How to make the most of fall in a city that keeps getting more and more craft beer crazy.
Fall is a great time of year for beer fans. With the cooling temperatures, appetites change from just craving something wet and cold to hankering for something with a little warmth, spice, and personality. Luckily, there are all sorts of tasty beers and beer happenings to check out after a long day of raking leaves and not watching professional hockey. Here are a few that have caught our attention.
New Breweries In the Junction
Notorious for years for being a dry neighbourhood in a city that was at least starting to warm up to the idea of getting wet, the Junction has certainly come a long way. As the wave of craft brewery openings flows west, two new spots will be opening up soon in the Junction, just a few blocks from each other. Junction Craft Brewing has been making its Conductor’s Craft Ale at Wellington Brewery for the past few months, while holding down a small base by the train tracks just north of Dundas Street. But the brewery will be moving into a new, proper headquarters sometime in early November. According to brewery founder Tom Paterson, the new digs will include a retail store, tasting room, and facilities for other breweries to concoct their creations.

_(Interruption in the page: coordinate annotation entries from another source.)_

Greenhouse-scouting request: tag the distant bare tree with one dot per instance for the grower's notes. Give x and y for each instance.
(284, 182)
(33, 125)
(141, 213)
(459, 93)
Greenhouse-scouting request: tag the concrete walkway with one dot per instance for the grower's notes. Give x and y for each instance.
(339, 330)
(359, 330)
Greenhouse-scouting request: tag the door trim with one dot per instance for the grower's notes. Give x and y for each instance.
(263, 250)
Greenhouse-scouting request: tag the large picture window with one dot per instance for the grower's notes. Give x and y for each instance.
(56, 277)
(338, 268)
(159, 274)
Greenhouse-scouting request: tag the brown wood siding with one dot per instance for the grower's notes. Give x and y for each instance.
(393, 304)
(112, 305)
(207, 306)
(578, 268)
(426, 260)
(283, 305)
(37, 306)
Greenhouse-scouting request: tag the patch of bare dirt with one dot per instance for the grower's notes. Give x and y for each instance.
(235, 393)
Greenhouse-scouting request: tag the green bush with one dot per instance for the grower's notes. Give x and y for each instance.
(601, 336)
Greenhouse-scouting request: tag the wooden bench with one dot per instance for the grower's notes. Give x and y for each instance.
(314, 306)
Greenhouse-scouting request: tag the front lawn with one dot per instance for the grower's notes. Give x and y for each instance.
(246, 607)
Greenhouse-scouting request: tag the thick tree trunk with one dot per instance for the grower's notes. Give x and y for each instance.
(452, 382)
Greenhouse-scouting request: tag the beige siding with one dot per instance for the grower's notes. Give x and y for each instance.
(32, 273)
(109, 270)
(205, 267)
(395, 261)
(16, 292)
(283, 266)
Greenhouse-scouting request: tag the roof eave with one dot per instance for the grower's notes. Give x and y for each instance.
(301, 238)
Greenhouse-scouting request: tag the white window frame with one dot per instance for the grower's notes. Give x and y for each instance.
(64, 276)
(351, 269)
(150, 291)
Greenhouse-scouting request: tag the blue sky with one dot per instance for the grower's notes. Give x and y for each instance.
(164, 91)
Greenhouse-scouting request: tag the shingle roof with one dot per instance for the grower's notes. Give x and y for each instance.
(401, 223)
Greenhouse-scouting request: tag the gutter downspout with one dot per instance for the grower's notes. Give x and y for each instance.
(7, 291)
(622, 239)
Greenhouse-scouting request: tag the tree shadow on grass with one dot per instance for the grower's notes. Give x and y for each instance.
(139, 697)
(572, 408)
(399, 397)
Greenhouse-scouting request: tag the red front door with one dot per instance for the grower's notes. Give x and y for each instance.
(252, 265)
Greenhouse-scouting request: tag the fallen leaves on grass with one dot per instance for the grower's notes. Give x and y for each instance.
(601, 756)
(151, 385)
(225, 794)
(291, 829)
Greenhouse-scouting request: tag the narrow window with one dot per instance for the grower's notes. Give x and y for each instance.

A few blocks away on Dundas Street, the Indie Alehouse is waiting on the final paperwork it needs from the City to open its doors to eager imbibers who have been tasting the brewpub’s creations at special events for the past year. Once it opens, it will have its own retail store, a menu of beer-friendly foods, and plenty of small batches of experimental brews—small enough they can be dumped down the sink if owner Jason Fisher thinks an experiment hasn’t worked. In the meantime, you can check out beer from the Indie Alehouse this Sunday, September 23 at a Brewer’s Backyard event at the Evergreen Brickworks, while the Conductor’s Craft Ale is on tap at the Roy Public House.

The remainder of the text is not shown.